Before I paint a metal door, should I sand or prime it? I don't want to have to come back and re-do the job later either.
Also if I remember correctly, I need to use latex paint, right?


----------



## Bushytails (Sep 17, 2008)

This question sounds very familiar....

If the existing paint is in good condition, then you can paint over it.  If there's any bare metal or rust, you'll need to strip and prime at least those areas.  If it's in poor shape, sandblast the whole door.  Oil-based paints are typically much better on metal than latex, but test for compatibility somewhere on the back side first if you're painting over the original paint.

--Bushytails


----------



## BPJOOP93 (Sep 17, 2008)

please dont sandblast the garage door. the steel is far too thin and probably blow holes in it.clean and degrease , scuff surface, prime,paint. use a good oil base or automotice single stage paint.  if there is rust wire brush it lightly and use naval jelly or extends . it counteracts with rust and chemically stops it. do this before priming.


----------



## Bushytails (Sep 17, 2008)

Sandblasting is a controllable process...  I have sandblasted small, delicate parts with no problems.  If you want to use a wire brush on 150 square feet of metal, be my guest, but that's sure not how I would do it.  

--Bushytails


----------



## 4wheelsonline (Dec 28, 2009)

JKnight9 said:


> Before I paint a metal door, should I sand or prime it? I don't want to have to come back and re-do the job later either.
> Also if I remember correctly, I need to use latex paint, right?

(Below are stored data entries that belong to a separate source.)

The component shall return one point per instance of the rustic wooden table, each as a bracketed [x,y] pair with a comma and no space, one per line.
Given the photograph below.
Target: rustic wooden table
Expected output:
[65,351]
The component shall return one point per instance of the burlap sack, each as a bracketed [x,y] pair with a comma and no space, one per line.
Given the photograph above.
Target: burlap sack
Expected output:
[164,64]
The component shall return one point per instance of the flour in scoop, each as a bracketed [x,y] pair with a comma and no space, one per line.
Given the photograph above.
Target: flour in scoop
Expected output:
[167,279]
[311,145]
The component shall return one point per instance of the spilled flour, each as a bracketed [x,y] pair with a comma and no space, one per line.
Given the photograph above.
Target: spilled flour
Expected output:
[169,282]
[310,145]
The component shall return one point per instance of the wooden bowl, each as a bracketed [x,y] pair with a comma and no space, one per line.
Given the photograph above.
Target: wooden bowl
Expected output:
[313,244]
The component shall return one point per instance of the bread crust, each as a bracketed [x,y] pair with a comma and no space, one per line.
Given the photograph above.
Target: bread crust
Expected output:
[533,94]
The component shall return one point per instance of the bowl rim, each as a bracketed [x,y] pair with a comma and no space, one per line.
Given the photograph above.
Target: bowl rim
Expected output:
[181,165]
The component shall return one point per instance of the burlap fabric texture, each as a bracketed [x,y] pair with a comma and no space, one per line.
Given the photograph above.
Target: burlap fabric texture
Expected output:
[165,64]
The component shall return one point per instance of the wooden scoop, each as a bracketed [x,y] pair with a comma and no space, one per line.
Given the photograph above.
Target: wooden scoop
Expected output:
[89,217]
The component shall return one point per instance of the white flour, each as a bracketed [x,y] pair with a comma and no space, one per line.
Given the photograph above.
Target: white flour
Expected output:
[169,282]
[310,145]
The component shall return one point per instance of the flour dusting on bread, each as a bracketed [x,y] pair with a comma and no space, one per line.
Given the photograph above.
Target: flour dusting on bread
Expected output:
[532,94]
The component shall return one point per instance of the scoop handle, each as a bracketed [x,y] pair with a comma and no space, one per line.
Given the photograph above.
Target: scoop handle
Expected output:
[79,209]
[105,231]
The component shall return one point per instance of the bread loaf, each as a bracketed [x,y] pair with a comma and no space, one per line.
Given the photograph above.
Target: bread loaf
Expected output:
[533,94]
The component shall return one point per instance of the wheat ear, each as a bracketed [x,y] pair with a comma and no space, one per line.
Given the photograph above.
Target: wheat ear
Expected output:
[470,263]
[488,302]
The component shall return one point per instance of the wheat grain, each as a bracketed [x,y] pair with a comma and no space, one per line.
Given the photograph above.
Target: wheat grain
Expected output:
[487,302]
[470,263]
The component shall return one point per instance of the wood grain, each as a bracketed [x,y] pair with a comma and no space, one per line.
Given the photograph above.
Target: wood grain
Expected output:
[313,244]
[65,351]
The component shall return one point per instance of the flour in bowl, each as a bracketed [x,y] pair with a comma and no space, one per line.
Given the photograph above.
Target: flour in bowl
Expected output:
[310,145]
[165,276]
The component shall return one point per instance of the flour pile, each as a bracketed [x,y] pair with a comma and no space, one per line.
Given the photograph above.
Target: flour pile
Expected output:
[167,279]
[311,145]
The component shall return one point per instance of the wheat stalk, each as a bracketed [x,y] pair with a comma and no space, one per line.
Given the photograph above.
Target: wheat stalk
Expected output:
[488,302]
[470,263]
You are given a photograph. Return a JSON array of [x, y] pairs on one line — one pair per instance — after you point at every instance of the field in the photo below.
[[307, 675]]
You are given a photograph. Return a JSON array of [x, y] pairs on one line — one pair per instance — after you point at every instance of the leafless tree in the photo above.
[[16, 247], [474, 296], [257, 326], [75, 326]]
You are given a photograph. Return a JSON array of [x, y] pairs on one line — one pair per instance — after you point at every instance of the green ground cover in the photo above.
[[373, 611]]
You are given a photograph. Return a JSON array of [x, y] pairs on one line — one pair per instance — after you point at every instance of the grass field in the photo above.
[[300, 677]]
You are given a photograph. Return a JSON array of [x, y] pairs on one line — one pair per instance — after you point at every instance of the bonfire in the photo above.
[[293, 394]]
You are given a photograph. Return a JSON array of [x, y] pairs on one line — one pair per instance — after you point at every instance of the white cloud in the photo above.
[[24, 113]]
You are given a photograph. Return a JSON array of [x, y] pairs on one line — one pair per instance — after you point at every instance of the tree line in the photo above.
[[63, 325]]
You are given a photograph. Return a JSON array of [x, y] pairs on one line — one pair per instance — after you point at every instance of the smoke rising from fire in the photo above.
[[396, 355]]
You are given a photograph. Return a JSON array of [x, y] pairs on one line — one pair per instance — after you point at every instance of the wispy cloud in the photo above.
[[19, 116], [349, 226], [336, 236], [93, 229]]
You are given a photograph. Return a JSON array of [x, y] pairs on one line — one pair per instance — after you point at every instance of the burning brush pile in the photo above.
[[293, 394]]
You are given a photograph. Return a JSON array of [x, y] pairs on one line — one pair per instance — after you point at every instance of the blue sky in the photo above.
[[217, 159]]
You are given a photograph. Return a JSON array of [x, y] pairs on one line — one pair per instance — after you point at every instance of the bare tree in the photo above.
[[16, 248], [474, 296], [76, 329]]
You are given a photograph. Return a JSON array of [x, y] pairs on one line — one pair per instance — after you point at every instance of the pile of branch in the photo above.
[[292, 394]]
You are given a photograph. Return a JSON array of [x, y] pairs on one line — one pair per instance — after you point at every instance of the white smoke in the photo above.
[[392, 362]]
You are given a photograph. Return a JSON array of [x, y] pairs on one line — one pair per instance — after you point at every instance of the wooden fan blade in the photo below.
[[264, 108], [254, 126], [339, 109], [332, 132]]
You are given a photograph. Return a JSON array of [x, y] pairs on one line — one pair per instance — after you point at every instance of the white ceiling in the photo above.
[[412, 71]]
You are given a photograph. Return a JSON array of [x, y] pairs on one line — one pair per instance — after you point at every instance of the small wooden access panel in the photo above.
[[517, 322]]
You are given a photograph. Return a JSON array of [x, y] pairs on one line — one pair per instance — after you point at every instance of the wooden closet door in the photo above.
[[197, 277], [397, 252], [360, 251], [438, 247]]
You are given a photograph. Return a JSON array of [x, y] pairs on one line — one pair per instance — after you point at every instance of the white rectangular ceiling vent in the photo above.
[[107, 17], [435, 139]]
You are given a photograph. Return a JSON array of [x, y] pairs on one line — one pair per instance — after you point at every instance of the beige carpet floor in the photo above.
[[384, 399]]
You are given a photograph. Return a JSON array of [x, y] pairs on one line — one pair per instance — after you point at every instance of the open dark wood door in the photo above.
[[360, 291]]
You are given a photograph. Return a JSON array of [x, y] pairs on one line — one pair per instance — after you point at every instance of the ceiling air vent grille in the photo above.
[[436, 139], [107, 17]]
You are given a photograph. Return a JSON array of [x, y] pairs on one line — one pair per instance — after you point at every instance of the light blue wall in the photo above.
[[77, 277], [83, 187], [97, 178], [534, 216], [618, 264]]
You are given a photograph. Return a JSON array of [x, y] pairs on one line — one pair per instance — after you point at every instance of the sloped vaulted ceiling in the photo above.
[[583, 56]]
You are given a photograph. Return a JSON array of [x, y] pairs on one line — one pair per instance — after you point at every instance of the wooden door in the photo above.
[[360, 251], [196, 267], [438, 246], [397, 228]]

If the paint is still good condition don't change it yet. You can clean for it first if you want to change color. Color combination is good for every garage.


----------



## Gman (Jan 4, 2010)

unless your garage door is in really bad shape. just pressure wash and paint with latex exterior paint.


----------



## imported_frozenstar (Feb 1, 2010)

I hope the thread starter should've indicated if he's painting a new metal door or an old one... The responses would be more precise if he do so.


----------